THE SOVIET Empire had just collapsed and Americans were giddily wondering what might be next. Some were talking of a peace dividend that Democrats might spend on social programs dear to their hearts or Republicans might send back to the taxpayers who had financed the Cold War.
Others, however, were arguing that the world's sole remaining superpower should consider imposing Pax Americana on an unruly world. Even many conservatives who should have known better were beginning to contemplate a far more robust and aggressive foreign policy than they ever had supported before.

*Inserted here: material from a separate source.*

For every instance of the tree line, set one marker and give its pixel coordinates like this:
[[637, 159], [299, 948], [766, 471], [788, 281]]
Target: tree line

It was in this atmosphere that a number of neoconservative intellectuals, led by the pre-Weekly Standard Bill Kristol, began articulating something they called "national greatness conservatism." During this time, I remember attending a small private dinner where Bill argued that with the defeat of the Soviet Empire, the United States "needed" a new crusade to engage our nation's energies and interests, because, as he put it, a nation's "greatness" is measured not by the prosperity of its people, but by its actions on the world stage.
I challenged him, suggesting that while Woodrow Wilson and Colonel House may have thought the Great War was about redrawing the map of Europe and creating a "new world order", those who filed into the trenches fought to defend their nation, homes and families against our enemies' alleged desire to impose their vision on us. We went to war not to make a dangerous world safe for democracy, but to protect our own democracy.